The current study also demonstrated that the percentages of the pfmdr1 86Y mutation and the YFSND haplotype in isolates from patients living in urban areas were almost three times higher than in isolates from patients in rural areas while the percentages of the 184F mutation and the NFSND haplotype were comparable between both groups.

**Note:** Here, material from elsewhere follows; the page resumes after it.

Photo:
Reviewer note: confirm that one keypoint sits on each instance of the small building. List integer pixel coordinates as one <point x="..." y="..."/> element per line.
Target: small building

While there is as yet no clear explanation for this finding, a previous study in Burkina Faso attributed a higher rate of CQ failure in urban settings to higher drug pressure in those areas as compared to rural areas46. However, conversely, other studies have found a higher prevalence of the 86Y mutation in rural areas, and this has been explained by the practice of self-medication41,47. In addition, the findings of the current study also revealed that the pfmdr1 86Y mutation and the YFSND haplotype occurred more at low parasitaemia, which is consistent with findings by earlier studies elsewhere48,49,50. Although causality cannot be inferred, the association between the pfmdr1 86Y mutation and the parasitaemia level has been linked to multiplicity of infection and parasite virulence, with parasites with decreased virulence carrying the mutant pfmdr1 86Y allele50,51.